Plötzlich entfernt er sich wieder etwas von mir und fährt mit seinem Zeigefinger über meine Lippen. Peinlich berührt wende ich meinen Blick ab und drehe meinen Kopf weg. „I-Ich geh jetzt lieber.", stammele ich und stehe auf. Ethan macht es mir gleich und begleitet mich zur Tür. „Bist du mit dem Auto da oder zu Fuß?", fragt er. „Zu Fuß.", antworte ich knapp. „Ich komme noch ein Stück mit.", meint er und zieht sich seine Jacke und seine Schuhe an. Ich ziehe mich ebenfalls an und so verlassen wir die Villa.

Schweigend laufen wir durch den Wald. Erst am Waldrand verabschieden wir uns. „Dann, bis morgen.", sage ich leise und lächele ihn zaghaft an. Er erwidert mein Lächeln leicht und flüstert. „Ja, bis dann." Ich drehe mich um und folge dem Feldweg. Nach einer Weile ziehe ich mein Handy aus meiner Jackentasche und werfe einen Blick drauf. Oh Mist! Es ist schon 22 Uhr... Außerdem habe ich unzählige Nachrichten und sieben verpasste Anrufe. Einige Nachrichten sind von Mick und Finn. Die Anderen sind eher unwichtig. Zwei Anrufe sind von Finn und fünf sind von Mick.

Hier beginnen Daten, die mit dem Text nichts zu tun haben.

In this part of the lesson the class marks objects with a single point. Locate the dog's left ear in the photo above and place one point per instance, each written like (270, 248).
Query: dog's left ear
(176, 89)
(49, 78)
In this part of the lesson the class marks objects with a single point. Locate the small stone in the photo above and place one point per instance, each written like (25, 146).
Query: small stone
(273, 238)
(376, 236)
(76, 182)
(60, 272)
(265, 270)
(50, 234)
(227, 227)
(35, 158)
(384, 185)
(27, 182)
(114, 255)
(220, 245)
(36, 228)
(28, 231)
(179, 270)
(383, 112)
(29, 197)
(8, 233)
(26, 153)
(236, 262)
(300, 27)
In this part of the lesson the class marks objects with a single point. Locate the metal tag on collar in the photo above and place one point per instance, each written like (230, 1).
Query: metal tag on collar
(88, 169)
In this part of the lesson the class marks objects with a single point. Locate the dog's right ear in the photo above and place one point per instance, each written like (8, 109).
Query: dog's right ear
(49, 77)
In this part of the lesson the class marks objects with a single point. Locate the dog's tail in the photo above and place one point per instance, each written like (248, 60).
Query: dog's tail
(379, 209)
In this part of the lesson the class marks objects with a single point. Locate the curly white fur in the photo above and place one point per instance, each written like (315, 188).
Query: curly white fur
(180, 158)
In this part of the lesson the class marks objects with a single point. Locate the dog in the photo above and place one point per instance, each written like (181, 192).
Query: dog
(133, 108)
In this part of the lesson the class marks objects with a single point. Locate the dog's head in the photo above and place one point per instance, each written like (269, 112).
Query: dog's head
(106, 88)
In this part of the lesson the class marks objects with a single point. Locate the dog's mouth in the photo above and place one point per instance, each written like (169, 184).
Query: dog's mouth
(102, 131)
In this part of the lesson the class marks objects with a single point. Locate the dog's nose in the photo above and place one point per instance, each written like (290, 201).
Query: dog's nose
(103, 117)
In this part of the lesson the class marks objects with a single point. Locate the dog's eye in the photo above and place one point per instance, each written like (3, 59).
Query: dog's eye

Ein mulmiges Gefühl macht sich in meinem Bauch breit. Mick... Oh Gott, Ethan und ich habe uns fast geküsst, obwohl ich mit Mick zusammen bin! Wir haben zwar beide etwas zu viel getrunken, aber das darf trotzdem nie wieder vorkommen.

Endlich erreiche ich unsere WG und gehe die Treppen hinauf, zu unserer Wohnung. Schon von draußen höre ich laute Stimmen. Schnell schließe ich die Tür auf und trete ein. Ich folge den Stimmen ins Wohnzimmer und bleibe erschrocken stehen. Lucy steht weinend im Raum und Finn und Mick schreien sich lauthals an.

„Du bist einfach das Letzte, Mick!", brüllt Finn. So wütend habe ich meinen besten Freund schon lange nicht mehr gesehen. „Ach, sei doch einfach ruhig! Das geht dich gar nichts an!", schreit Mick zurück. Okay, das reicht. „Hey! Was ist hier los?!", unterbreche ich die Beiden wütend. Erschrocken drehe sich alle zu mir um. Lucy rennt schluchzend an mir vorbei, in ihr Zimmer. „Nichts...", murmelt Mick und schaut auf den Boden. „Nach ‚nichts'  hat sich das aber nicht angehört!", lasse ich nicht locker. „Der geht mir einfach auf die Nerven!", knurrt Mick und deutet auf Finn. Ohne ein weiteres Wort zu sagen, geht auch er in sein Zimmer.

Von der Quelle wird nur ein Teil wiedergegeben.